Airport goodbyes are never easy, but the universe had a message for me, and it was about twenty feet tall and bright red:

Landing in Romania: finding my footing
That last leg of a trip and the final arrival has its own texture. Your body may be tired, but your senses wake up.
I landed in Romania with that travel-tired mix of adrenaline and fog. The practical part of my brain took over first: follow the signs, get the bags, figure out the next step. But even in that mode, I kept noticing small things: the cadence of a language I don’t yet speak (what’s up with that, duolingo?), the way people moved through space, the feeling of being new. Landing in Timisoara felt both familiar and not – it reminded me of my trips to Saipan years ago for work, the airport holding the same feeling of a small community ready to welcome you.
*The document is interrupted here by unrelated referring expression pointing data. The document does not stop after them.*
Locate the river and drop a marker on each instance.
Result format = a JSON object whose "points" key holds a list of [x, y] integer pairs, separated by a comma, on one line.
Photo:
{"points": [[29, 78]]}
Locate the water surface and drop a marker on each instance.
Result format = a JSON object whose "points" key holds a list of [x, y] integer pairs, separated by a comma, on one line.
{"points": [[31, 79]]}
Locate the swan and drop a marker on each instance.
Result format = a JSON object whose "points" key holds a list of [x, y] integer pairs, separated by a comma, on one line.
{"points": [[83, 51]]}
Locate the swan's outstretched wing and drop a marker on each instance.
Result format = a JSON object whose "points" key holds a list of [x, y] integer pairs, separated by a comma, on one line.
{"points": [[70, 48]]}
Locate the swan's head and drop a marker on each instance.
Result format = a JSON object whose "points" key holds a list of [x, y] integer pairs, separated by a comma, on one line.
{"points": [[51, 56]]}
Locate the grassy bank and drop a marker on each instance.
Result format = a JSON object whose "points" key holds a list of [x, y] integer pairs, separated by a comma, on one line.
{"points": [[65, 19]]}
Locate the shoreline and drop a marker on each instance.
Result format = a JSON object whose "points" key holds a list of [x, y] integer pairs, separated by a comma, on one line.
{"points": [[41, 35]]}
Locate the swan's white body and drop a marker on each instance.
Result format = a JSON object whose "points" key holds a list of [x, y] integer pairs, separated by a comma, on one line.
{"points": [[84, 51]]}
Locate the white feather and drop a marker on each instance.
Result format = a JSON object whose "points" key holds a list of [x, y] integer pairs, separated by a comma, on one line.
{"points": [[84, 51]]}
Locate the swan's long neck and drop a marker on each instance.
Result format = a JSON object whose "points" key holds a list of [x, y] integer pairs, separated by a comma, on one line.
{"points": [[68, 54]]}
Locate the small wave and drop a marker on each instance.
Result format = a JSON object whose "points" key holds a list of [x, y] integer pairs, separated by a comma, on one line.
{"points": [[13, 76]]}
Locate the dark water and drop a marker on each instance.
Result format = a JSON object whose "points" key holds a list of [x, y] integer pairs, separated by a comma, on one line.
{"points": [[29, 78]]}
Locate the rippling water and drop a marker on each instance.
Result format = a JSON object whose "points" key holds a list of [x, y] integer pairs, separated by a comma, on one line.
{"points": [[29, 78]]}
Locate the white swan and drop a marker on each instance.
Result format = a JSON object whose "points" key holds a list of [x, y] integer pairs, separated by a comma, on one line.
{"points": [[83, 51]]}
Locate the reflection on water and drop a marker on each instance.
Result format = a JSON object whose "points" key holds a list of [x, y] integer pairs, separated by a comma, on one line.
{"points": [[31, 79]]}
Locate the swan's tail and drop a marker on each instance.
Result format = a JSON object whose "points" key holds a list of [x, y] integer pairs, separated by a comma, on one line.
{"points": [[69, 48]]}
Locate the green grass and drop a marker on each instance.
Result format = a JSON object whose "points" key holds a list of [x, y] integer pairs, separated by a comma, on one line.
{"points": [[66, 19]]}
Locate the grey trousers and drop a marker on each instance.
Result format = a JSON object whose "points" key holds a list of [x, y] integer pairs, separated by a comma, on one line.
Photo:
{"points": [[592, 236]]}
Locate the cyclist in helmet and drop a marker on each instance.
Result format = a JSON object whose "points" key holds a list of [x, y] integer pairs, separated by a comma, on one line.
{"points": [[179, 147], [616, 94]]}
There’s a particular kind of humility that comes with arriving somewhere as an outsider, especially when there is a difference in language. It’s an awareness of just how challenging it can be to move around in a world you are not familiar with. It’s realizing how much of daily life depends on that invisible familiarity with words, systems, and norms. What side of the hall do you walk down? Which ATM machine should you use? Where are the elevators? How bad is your pronunciation that no one even knows you’re trying to say hello? (What’s up with THAT, Duolingo?) How much do you tip the taxi driver?
I am used to competence. I am not used to needing to double-check everything. But I am grateful for international data and google translate for getting me through these first few steps.
Getting to Timișoara and checking in
By the time I reached Timisoara, the experience stopped feeling like “international travel” and started feeling like “I am going to live here now.” That sentence still feels surreal to write. Driving from the airport to the student complex, I snapped blurry photos of murals and buildings, tried to figure out the flow of traffic as the taxi driver wove their way through.
That first night of arrival, too late to check in, I was grateful to the advice of Justine, the original Zag who came to Timisoara last spring for Erasmus+. She advised me to book a hotel the first few nights just in case, and I had found a cozy hideaway just a block from my dorm building. (Incidentally, this was also the name of the hotel – Cozy Hideaway).

The hotel room felt almost unreal in its calm serenity, especially after so many days of travel. Soft light. Curtains that actually curtain around the bed, as if I were a princess in a period drama. The room said “Welcome. You’re safe. You can exhale.” That first night of arrival, I fell into the bed at 5pm and did not open my eyes until 8am the next morning.
Time to check in
Checking into my dorm (C13) was one of those moments that would make everything real. A building. A room. A key. A place where my things will sit. A temporary home.



Listen. Listen.
I am a seasoned traveler, I have decades of experience in the military, and have my fair share of rolling with the unexpected. But, my first look at my new room was, in a word, shocking. Two narrow beds with metal frames. I’d be able to hold hands with my eventual roommate apparently. Bright overhead lighting. Bare walls. Floors that look like they’ve lived several lifetimes. A door covered in graffiti. It did not feel cozy. It did not feel settled. It did not make me feel like a princess. It was not a place my brain recognized as “home”, even temporarily.
The shock was very real, and it was not comforting.
I stood there with my bags – my whole life in 130-odd pounds I had just hauled up several flights of stairs because there are no elevators- and had a very distinct moment of, “Okay, so we’re doing this. We’re really doing this.”